Randall vents his anxiety into trying to install a ceiling fan in the nursery but can’t get it to work. His frustration scares his wife, Beth (Susan Kelechi Watson), who vents her own concerns to Rebecca and is overheard by Randall. He goes to a hardware store to buy a new fan and meets a magical employee who gives him the sage advice he needed to hear and recommends a different fan, but at exactly that moment Beth goes into labor. Randall makes it home in time to coach Beth through delivering their baby in the kitchen and later finds the ceiling fan flyer the employee gave him and they decide to name their daughter after it: Tess. Meanwhile the other two siblings are just big fuck ups: Kate (Chrissy Metz) sleeps with a married man because she’s depressed and Kevin (Justin Hartley) destroys a friendship when he tries to go behind an actor friend’s back to try to steal a role at a party Kevin only got to go to because that friend invited him. It all leads to a hammy monologue where Rebecca gives a speech across time and space, introducing herself to the newborn Randall and newborn Tess. I didn’t cry but I felt like I was supposed to.
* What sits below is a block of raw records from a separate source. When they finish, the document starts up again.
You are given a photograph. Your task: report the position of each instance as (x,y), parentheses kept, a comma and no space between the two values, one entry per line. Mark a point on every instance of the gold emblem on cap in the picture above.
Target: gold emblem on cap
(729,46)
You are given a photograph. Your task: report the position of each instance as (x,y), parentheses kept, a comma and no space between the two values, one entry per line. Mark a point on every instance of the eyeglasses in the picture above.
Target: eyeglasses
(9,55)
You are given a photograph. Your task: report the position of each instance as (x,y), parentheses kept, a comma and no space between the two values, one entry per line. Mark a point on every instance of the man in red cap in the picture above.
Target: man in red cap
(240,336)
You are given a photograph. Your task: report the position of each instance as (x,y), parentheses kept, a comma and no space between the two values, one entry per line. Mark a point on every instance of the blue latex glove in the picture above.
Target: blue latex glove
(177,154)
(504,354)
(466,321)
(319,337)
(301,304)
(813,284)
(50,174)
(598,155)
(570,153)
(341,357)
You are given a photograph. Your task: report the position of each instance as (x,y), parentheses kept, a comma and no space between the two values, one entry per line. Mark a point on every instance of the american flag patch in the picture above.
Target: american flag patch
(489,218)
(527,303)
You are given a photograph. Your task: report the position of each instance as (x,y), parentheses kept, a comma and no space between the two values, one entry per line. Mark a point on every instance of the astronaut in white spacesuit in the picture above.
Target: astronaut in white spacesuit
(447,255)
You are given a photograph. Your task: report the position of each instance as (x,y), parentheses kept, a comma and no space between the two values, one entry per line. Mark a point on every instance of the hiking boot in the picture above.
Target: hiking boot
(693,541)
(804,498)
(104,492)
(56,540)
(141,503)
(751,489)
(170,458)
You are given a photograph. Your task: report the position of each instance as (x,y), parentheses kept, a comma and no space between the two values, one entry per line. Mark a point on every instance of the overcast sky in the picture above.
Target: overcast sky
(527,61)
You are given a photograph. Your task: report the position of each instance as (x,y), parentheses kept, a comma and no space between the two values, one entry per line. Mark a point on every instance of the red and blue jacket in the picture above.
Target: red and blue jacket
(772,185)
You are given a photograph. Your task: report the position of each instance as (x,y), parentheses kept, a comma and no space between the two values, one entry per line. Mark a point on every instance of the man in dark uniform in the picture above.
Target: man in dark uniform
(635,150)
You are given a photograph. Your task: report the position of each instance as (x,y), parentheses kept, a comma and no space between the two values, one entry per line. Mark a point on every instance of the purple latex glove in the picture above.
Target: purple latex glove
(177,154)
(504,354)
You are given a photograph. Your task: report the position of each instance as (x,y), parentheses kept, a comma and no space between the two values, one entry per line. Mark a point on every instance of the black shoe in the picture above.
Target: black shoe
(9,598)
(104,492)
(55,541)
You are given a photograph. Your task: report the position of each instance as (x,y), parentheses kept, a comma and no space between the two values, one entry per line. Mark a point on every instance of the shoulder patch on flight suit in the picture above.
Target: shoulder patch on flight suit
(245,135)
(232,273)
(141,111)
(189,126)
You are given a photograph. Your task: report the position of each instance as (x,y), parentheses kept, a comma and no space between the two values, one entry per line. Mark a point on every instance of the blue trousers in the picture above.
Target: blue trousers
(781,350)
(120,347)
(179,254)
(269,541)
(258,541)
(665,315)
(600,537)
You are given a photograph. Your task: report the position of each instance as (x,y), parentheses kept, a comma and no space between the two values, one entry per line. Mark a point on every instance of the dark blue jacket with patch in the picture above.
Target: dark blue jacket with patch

This Is Us is a lot. It’s a sophisticated concept that demands the audience pay attention, so I respect it for that. But also it is trying so, so hard to tug at your heartstrings. I didn’t even mentioned the plot with the dad and Kate and Kevin, where Kevin trades his candy so a boy Kate has a crush on will hold her hand and the dad silently watches and beams with pride. I genuinely wonder if the show has any other mode besides melodrama? It made for a long 42 minutes on Hulu. And yet I’m still intrigued. Maybe I should start from the beginning like you’re supposed to? It’s a bold strategy, Cotton. Let’s see if it pays off.